Dari semua kisah yang diceritakan Imam Anshori Saleh, kisah tentang kepergian Gus Dur adalah kisah paling menyentuh. Saya membacanya perlahan sambil mengingat-ingat momentum pada hari itu. Mata saya pun sedikit berkaca-kaca. Hmm, saya jadi teringat hari kepergian Gus Dur.

Hari itu saya di terminal Kediri untuk pulang ke Lampung. Bus yang saya naiki masih menunggu penumpang yang belum datang. Saya pun mengambil telepon genggam, menyetel radio, men-scan channel. Karena banyak yang tidak cocok saya pun men-skip. Lalu berhenti di salah satu siaran. Dari sana saya mendengar berita tentang kewafatan Gus Dur. Rasanya ingin sekali pindah bus menuju ke Jombang tapi tiket bus Kediri-Lampung terlanjur dibeli. Tanpa bisa berbuat banyak saya hanya bisa mengirim Alfatihah untuk Gus Dur.

Yang Kurang dari Buku Ini

Buku ini sangat menarik untuk dibaca. Apalagi bagi Anda yang ingin mengenal dan mengenang Gus Dur. Gaya cerita Imam Anshori Saleh yang sederhana membuat kisah-kisah di dalamnya enak untuk dinikmati. Hanya saja, ada beberapa kesalahan cetak yang perlu diperbaiki.
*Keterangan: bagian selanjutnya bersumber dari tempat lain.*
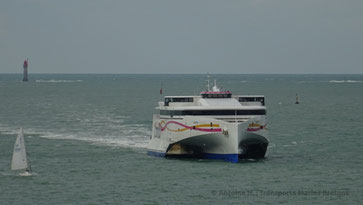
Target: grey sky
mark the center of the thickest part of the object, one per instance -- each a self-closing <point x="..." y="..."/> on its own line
<point x="182" y="36"/>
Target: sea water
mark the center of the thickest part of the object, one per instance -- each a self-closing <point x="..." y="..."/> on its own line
<point x="86" y="137"/>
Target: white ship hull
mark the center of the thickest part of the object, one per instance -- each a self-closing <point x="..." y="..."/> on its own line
<point x="204" y="137"/>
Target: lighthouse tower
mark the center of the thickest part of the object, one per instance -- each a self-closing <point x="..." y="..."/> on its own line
<point x="25" y="73"/>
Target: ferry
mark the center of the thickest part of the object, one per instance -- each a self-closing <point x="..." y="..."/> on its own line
<point x="214" y="125"/>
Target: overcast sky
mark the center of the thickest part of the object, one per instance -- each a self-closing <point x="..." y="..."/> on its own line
<point x="182" y="36"/>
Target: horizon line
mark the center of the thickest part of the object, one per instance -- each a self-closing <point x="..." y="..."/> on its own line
<point x="191" y="73"/>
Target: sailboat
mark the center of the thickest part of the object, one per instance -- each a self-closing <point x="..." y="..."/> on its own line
<point x="19" y="160"/>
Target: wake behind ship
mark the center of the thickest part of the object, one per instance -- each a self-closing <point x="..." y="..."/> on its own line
<point x="214" y="125"/>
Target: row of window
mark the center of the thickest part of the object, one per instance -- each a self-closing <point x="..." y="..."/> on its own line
<point x="168" y="100"/>
<point x="212" y="112"/>
<point x="217" y="95"/>
<point x="252" y="99"/>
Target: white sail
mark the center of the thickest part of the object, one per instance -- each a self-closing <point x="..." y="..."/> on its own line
<point x="19" y="160"/>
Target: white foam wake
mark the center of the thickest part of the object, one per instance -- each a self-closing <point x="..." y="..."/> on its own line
<point x="345" y="81"/>
<point x="58" y="81"/>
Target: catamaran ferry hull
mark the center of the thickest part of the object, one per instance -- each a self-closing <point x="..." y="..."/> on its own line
<point x="198" y="137"/>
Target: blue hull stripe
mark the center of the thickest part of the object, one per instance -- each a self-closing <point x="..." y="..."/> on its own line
<point x="226" y="157"/>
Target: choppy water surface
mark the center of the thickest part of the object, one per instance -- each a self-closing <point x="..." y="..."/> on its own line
<point x="86" y="138"/>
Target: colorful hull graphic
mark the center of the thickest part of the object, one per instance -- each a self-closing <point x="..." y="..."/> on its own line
<point x="203" y="127"/>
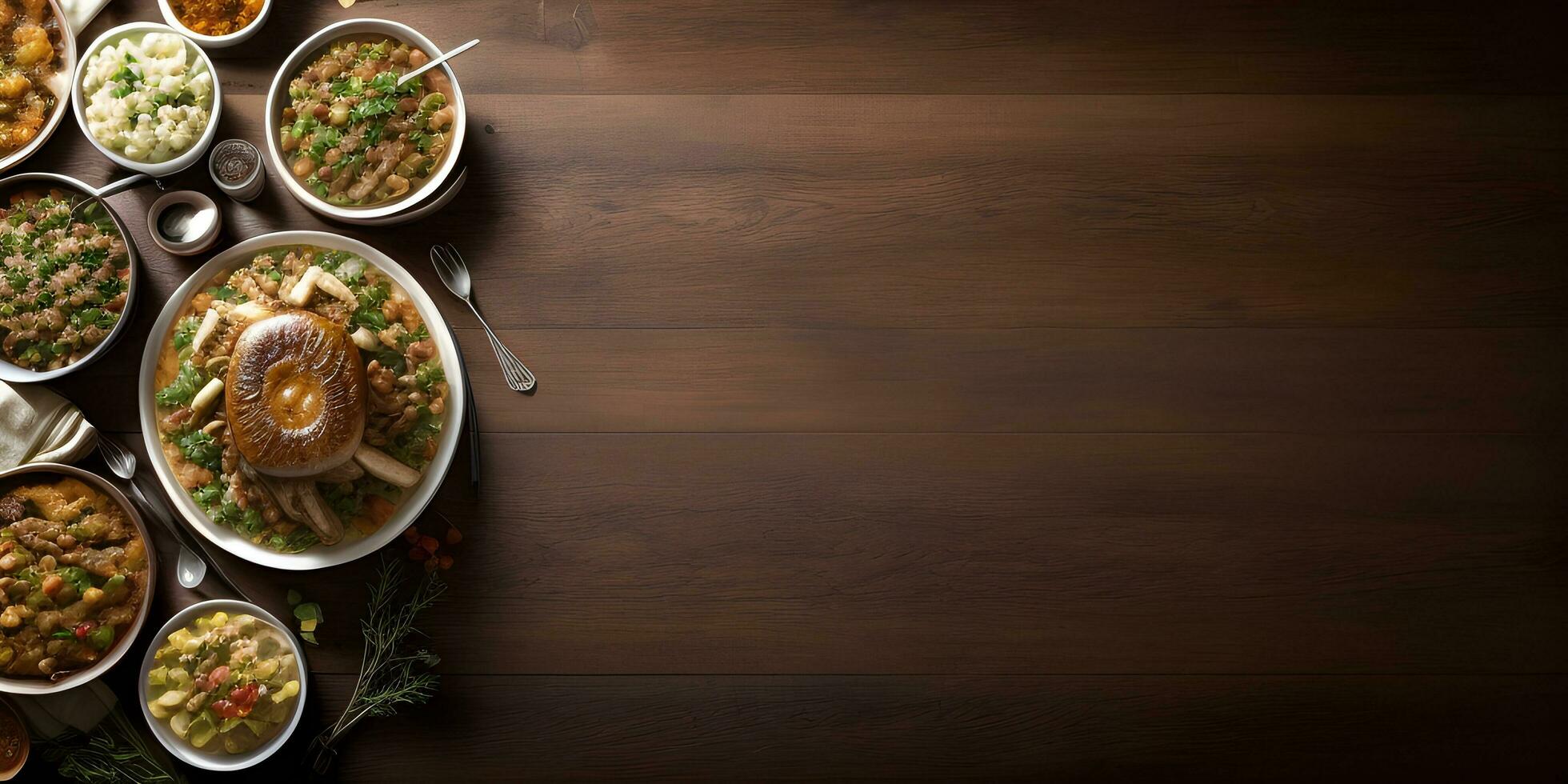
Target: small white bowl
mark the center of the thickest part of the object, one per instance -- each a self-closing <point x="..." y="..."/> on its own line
<point x="278" y="99"/>
<point x="217" y="41"/>
<point x="78" y="101"/>
<point x="166" y="736"/>
<point x="60" y="85"/>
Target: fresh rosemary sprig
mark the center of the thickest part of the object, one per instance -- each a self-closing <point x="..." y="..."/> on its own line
<point x="112" y="753"/>
<point x="390" y="673"/>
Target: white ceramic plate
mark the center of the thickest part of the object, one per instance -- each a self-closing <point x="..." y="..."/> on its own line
<point x="166" y="736"/>
<point x="60" y="85"/>
<point x="78" y="101"/>
<point x="127" y="638"/>
<point x="414" y="499"/>
<point x="278" y="98"/>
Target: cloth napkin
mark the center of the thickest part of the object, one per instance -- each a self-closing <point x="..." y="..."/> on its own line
<point x="38" y="426"/>
<point x="82" y="11"/>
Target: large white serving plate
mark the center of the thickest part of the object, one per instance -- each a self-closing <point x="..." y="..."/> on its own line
<point x="414" y="499"/>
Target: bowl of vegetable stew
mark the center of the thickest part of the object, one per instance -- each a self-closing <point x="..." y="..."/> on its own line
<point x="347" y="140"/>
<point x="70" y="295"/>
<point x="78" y="571"/>
<point x="223" y="684"/>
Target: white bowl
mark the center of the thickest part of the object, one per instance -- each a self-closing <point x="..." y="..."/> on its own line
<point x="21" y="375"/>
<point x="414" y="499"/>
<point x="78" y="101"/>
<point x="217" y="41"/>
<point x="18" y="686"/>
<point x="60" y="85"/>
<point x="278" y="99"/>
<point x="166" y="736"/>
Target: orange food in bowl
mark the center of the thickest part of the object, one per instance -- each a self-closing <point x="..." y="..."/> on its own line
<point x="215" y="18"/>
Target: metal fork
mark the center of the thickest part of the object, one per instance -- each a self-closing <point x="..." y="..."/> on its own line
<point x="455" y="274"/>
<point x="190" y="568"/>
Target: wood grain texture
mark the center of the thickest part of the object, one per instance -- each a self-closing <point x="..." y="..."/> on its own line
<point x="1004" y="380"/>
<point x="1117" y="728"/>
<point x="983" y="212"/>
<point x="932" y="46"/>
<point x="994" y="554"/>
<point x="1137" y="391"/>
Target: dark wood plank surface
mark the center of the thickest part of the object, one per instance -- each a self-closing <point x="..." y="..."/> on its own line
<point x="1133" y="391"/>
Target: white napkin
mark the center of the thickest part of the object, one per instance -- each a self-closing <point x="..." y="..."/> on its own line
<point x="38" y="426"/>
<point x="82" y="11"/>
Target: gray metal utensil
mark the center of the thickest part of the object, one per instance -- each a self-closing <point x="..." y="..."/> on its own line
<point x="439" y="60"/>
<point x="190" y="568"/>
<point x="455" y="276"/>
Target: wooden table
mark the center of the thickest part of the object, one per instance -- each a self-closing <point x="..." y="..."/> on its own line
<point x="979" y="390"/>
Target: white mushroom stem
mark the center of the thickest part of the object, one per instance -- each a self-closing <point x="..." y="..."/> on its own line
<point x="300" y="501"/>
<point x="330" y="284"/>
<point x="300" y="295"/>
<point x="209" y="325"/>
<point x="385" y="466"/>
<point x="206" y="400"/>
<point x="366" y="339"/>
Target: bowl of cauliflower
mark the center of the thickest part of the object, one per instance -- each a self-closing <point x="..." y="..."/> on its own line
<point x="148" y="98"/>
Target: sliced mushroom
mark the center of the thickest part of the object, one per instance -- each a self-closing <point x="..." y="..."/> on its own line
<point x="346" y="472"/>
<point x="385" y="466"/>
<point x="317" y="514"/>
<point x="250" y="311"/>
<point x="302" y="501"/>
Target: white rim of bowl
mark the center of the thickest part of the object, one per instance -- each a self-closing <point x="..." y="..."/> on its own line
<point x="168" y="166"/>
<point x="228" y="39"/>
<point x="294" y="63"/>
<point x="162" y="731"/>
<point x="21" y="375"/>
<point x="414" y="499"/>
<point x="63" y="78"/>
<point x="14" y="686"/>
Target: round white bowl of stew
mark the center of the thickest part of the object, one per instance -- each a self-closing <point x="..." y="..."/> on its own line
<point x="240" y="692"/>
<point x="91" y="527"/>
<point x="352" y="99"/>
<point x="21" y="132"/>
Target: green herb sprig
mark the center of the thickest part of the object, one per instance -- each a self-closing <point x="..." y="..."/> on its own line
<point x="112" y="753"/>
<point x="391" y="673"/>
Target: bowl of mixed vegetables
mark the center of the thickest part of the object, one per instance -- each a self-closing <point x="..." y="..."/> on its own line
<point x="353" y="143"/>
<point x="223" y="684"/>
<point x="76" y="574"/>
<point x="70" y="278"/>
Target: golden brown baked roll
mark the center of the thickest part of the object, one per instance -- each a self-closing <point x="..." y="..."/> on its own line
<point x="295" y="395"/>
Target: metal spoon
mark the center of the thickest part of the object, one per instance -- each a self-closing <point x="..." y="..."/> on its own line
<point x="109" y="190"/>
<point x="439" y="60"/>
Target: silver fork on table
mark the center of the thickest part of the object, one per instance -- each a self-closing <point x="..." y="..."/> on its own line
<point x="190" y="568"/>
<point x="455" y="276"/>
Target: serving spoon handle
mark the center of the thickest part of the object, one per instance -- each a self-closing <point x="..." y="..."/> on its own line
<point x="439" y="60"/>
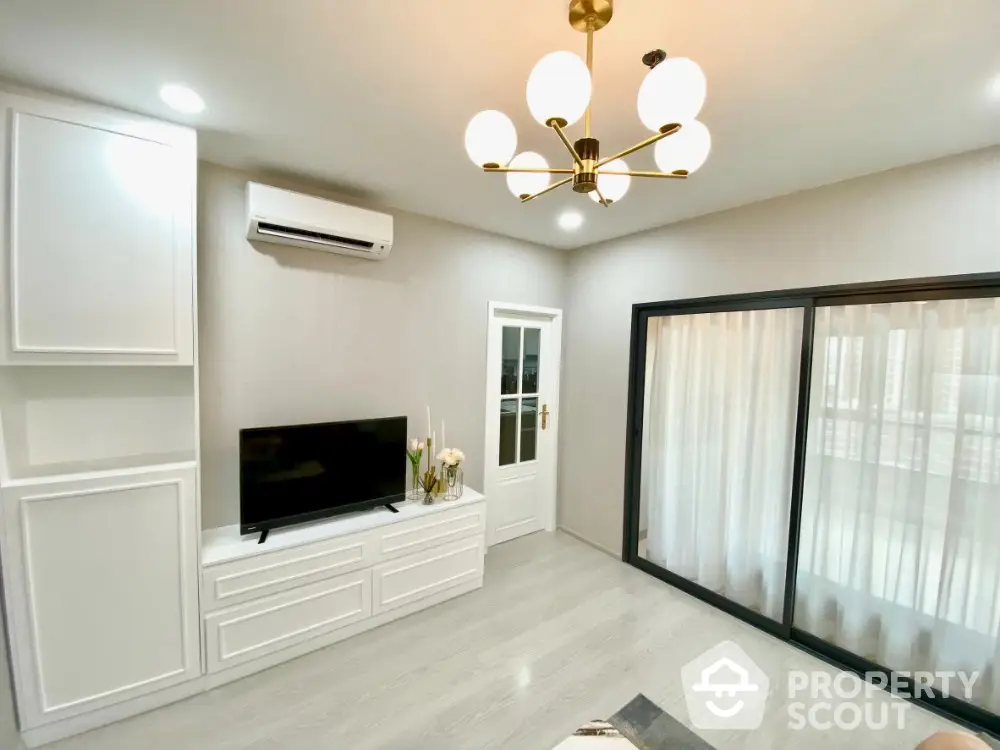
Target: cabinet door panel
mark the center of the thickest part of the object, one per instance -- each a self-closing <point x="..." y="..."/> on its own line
<point x="99" y="248"/>
<point x="101" y="583"/>
<point x="407" y="579"/>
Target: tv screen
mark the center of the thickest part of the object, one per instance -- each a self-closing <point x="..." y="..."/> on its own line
<point x="304" y="472"/>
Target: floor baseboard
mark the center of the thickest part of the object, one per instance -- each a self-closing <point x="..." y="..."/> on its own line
<point x="596" y="545"/>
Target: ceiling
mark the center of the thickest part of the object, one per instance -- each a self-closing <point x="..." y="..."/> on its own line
<point x="373" y="97"/>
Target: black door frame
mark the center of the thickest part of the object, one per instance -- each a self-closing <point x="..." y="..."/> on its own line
<point x="948" y="287"/>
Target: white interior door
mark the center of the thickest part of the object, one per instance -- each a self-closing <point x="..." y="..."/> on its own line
<point x="522" y="402"/>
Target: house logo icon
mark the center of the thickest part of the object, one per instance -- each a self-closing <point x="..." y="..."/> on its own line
<point x="725" y="689"/>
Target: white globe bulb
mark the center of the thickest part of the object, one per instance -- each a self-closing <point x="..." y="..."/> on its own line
<point x="686" y="149"/>
<point x="672" y="92"/>
<point x="559" y="87"/>
<point x="527" y="183"/>
<point x="612" y="186"/>
<point x="490" y="138"/>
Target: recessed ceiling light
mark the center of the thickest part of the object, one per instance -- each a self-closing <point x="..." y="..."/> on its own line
<point x="181" y="98"/>
<point x="570" y="220"/>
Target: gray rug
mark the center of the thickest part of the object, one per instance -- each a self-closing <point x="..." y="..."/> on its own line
<point x="641" y="725"/>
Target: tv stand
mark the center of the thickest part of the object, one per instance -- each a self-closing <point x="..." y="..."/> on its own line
<point x="317" y="583"/>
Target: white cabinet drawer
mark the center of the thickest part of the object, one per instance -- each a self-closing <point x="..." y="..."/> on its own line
<point x="248" y="631"/>
<point x="426" y="573"/>
<point x="407" y="537"/>
<point x="254" y="577"/>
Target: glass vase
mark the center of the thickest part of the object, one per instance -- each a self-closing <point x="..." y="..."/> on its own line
<point x="454" y="480"/>
<point x="414" y="478"/>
Seperti di halaman 34 yang menceritakan tentang pernikahan putri sulung Gus Dur. Di sana Saleh menceritakan tentang ramalan Gus Dur tentang kelengseran Habibie setelah ia menjatuhkan bunga di hari pernikahan Alisa Wahid. Saya tidak tahu pasti kapan pernikahan putri sulung Gus Dur, tapi dari plot cerita seharusnya terjadi sebelum pelengseran Habiebie karena kasus referendum Timor Timur. Tapi di halaman 34 baris ke-5 ini tertulis tahun 2009.

Begitu juga di halaman 123 ketika Saleh menulis kutipan langsung ucapan Mohamad Sobary, “Mas, nanti kalau saya pulang langsung saya lantik.” Padahal sebelumnya yang diceritakan adalah Saleh yang sedang pergi keluar negeri. Gus Dur menjanjikan jabatan strategis untuknya setelah ia pulang, “Sudahlah, nanti balik dari Jerman sampeyan saya lantik.”

Di beberapa halaman yang lain pun masih ditemukan kesalahan cetak atau redaksi sehingga perlu mencerna lebih cermat untuk tidak salah memahami. Barangkali bapak editor pas kehabisan kopi jadi kurang cermat di beberapa halaman.

Terlepas dari itu semua, saya mengucapkan terimakasih kepada Imam Anshori Saleh yang telah menyusun cerita-cerita unik bersama sang Kiai esentrik ini. Semoga Mata Batin Gus Dur dapat menjadi pengobat rindu bagi mereka yang merindukannya.